Prime Minister Pedro Sanchez’s mobile phone was breached twice in May 2021, and Defence Minister Margarita Robles’ device was targeted once the following month, Presidency Minister Felix Bolanos said Monday in a hastily convened news conference in Madrid.
The breaches, which resulted in a significant amount of data being obtained, were not authorized by a Spanish judge, which is a legal requirement for national covert operations, Bolanos said.
“We have no doubt that this is an illicit, unauthorized intervention,” Bolanos said. “It comes from outside state organisms and it didn’t have judicial authorization.”
No speculation on responsibility for breach
The Socialist-led government was during those months under intense scrutiny over its handling of a major foreign policy spat with Morocco and gripped by a tense domestic dispute over the release of jailed separatists from Spain’s restive Catalonia region.
Bolanos refused to speculate who might have been behind the Pegasus breach, nor what might have prompted it. The National Court opened an investigation into the breach, and a parliamentary committee on intelligence affairs was set to look into it.
In May 2021, more than 8,000 migrants forced their way into Spain’s North African enclave of Ceuta from Morocco by scaling a border fence or swimming around it. Spain deployed troops and armoured vehicles there to stop more migrants from getting into its territory.
That crisis came as Rabat and Madrid were at odds over Spain agreeing to provide COVID-19 care to a prominent Sahrawi leader fighting for the independence of Western Sahara, a territory once under Spanish control that Morocco annexed in the 1970s.

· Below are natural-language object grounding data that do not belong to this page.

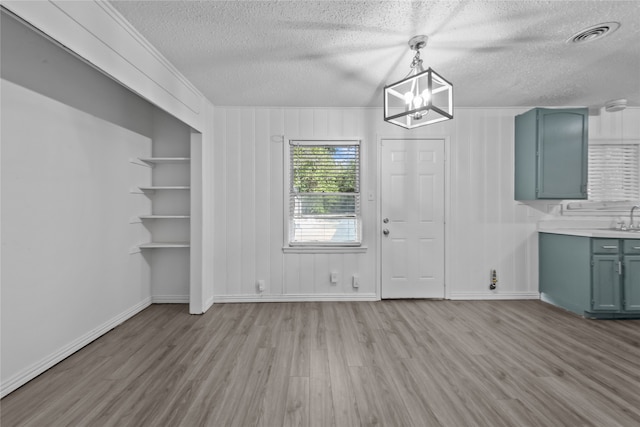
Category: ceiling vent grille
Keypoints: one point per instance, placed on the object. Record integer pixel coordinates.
(594, 33)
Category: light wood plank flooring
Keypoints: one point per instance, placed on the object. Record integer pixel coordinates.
(391, 363)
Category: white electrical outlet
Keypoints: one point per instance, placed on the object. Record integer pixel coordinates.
(355, 281)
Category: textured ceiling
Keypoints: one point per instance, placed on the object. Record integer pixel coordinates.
(342, 53)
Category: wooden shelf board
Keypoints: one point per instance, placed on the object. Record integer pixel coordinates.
(165, 159)
(165, 187)
(164, 216)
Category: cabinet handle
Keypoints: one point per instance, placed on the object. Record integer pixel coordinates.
(619, 268)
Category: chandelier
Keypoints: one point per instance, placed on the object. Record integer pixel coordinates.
(422, 98)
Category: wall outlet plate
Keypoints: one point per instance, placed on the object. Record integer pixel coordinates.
(355, 281)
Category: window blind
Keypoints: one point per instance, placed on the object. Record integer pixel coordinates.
(324, 193)
(614, 172)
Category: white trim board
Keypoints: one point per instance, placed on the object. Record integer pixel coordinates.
(493, 295)
(38, 368)
(295, 298)
(170, 299)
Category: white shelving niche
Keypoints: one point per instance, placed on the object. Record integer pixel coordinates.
(168, 221)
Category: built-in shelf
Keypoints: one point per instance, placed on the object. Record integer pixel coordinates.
(156, 160)
(156, 245)
(164, 216)
(165, 187)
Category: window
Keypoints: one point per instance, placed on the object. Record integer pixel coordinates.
(324, 193)
(614, 172)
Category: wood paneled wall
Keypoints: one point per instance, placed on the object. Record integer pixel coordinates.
(485, 228)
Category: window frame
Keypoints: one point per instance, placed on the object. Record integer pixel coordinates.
(310, 246)
(603, 207)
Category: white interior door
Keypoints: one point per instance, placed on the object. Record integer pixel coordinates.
(412, 203)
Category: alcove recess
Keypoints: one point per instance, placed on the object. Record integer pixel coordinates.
(168, 219)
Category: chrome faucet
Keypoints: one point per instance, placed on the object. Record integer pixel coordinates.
(631, 226)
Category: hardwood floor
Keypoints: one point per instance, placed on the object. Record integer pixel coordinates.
(392, 363)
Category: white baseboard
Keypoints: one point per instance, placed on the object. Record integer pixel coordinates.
(294, 298)
(37, 368)
(493, 295)
(170, 299)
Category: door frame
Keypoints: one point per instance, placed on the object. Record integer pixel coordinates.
(446, 140)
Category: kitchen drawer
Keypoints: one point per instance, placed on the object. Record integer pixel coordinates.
(605, 246)
(632, 246)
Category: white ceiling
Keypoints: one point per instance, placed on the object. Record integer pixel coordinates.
(342, 53)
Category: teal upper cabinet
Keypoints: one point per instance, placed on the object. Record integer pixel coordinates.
(551, 148)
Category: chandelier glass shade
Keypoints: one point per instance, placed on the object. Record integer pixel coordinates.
(423, 97)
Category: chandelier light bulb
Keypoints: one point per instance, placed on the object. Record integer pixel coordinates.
(421, 98)
(426, 95)
(408, 98)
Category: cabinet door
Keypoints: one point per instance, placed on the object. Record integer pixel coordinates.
(606, 283)
(631, 282)
(562, 154)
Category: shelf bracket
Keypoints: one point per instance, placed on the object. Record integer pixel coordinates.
(139, 162)
(136, 190)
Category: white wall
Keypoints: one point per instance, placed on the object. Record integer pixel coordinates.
(68, 133)
(486, 228)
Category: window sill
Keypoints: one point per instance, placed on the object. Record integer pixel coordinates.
(324, 249)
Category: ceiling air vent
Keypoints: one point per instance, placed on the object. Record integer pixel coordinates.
(595, 32)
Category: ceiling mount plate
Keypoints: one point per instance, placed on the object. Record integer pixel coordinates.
(418, 42)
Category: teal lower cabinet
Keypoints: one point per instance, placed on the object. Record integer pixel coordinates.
(593, 277)
(606, 283)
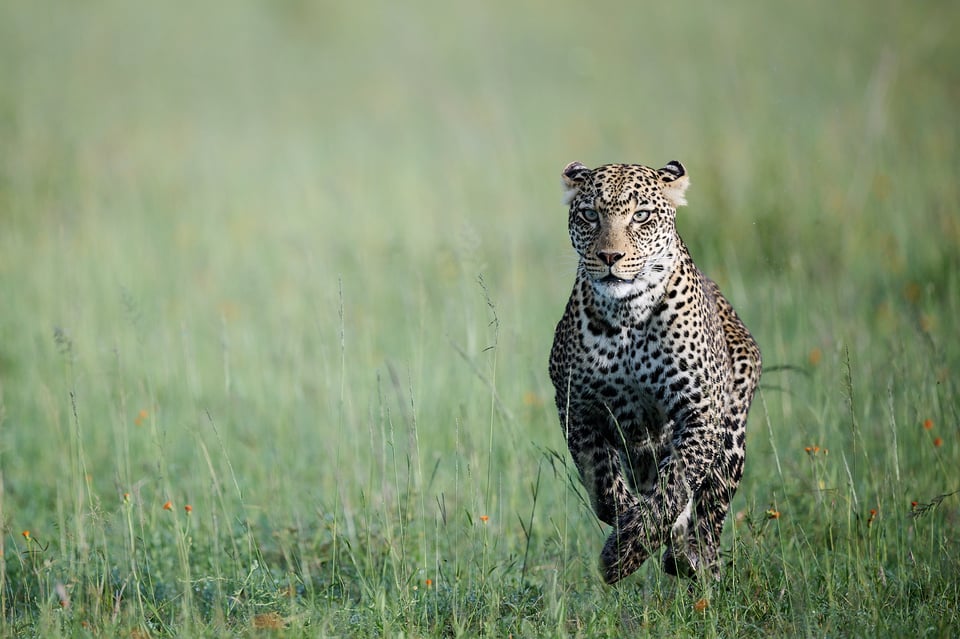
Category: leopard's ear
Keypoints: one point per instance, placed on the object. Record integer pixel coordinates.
(573, 176)
(675, 181)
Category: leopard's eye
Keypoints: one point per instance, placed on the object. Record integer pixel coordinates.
(589, 215)
(642, 215)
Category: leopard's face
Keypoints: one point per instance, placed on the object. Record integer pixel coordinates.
(622, 223)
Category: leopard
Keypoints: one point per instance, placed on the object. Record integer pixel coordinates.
(654, 374)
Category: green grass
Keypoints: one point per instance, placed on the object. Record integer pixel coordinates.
(298, 267)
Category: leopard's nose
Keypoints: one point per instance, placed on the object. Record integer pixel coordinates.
(610, 257)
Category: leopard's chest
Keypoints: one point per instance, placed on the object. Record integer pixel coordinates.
(616, 372)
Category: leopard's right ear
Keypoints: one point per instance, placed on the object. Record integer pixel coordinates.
(573, 176)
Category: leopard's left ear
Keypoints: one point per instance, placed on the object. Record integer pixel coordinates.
(675, 182)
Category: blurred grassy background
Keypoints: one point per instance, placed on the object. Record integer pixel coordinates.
(263, 225)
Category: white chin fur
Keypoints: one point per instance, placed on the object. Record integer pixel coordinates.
(615, 290)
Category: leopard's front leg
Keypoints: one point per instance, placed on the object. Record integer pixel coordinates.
(600, 468)
(646, 526)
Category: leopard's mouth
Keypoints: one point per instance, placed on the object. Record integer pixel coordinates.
(610, 278)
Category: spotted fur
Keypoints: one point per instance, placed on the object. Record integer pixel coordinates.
(654, 373)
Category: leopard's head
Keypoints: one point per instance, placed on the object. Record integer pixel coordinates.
(622, 223)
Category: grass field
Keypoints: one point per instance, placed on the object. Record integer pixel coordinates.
(279, 280)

Moroccan authorities denied they encouraged mass migration into Ceuta, which came as Spain struggled to cope with tens of thousands of migrants arriving from Africa.
Before Monday’s announcement, the government was already under pressure to explain why the cellphones of dozens of people connected to the separatist movement in the northeastern Catalonia region were infected with Pegasus between 2017 and 2020.
The Catalan dispute, with separatists wanting to break away from Spain and activists staging occasionally violent street protests, has dogged Spanish governments for decades.
The spyware revelations — by Citizen Lab, a cybersecurity group of experts affiliated with the University of Toronto — involve at least 65 people, including elected officials, lawyers and activists linked to Catalonia.
They were targeted with the software of two Israeli companies, Candiru and NSO Group, the developer of Pegasus. The spyware silently infiltrates phones or other devices to harvest data and potentially spy on their owners.
The regional Catalan government has accused Spain’s National Intelligence Centre, or CNI, of spying on separatists, and declared that relations with national authorities were “on hold” until full explanations are offered and those responsible are punished.
The conservative Popular Party, or PP, was in office in 2017, when Catalan separatists declared independence following an unauthorized referendum, although no further action was taken to execute the declaration. PP remained in power until mid-2018, when they were ousted by Sanchez in a parliamentary vote.
Catalan party demands resignation
ERC, the main political party in Catalonia and a crucial ally of the government, has called for the resignation of Robles, the defence minister. But the spying scandal has left them exposed to the pressure of more radical separatists, who are calling on ending the support for Sanchez’s left-to-centre coalition in the national parliament.
The central government has attempted to temper their concerns with pledges of full transparency, announcements of plans for an internal probe by the country’s intelligence agency, and a separate investigation by Spain’s ombudsman.
A special parliamentary commission on state secrets has also been established and the head of CNI is expected to be questioned by lawmakers later this week, although discussions around state security issues are not meant to be publicized.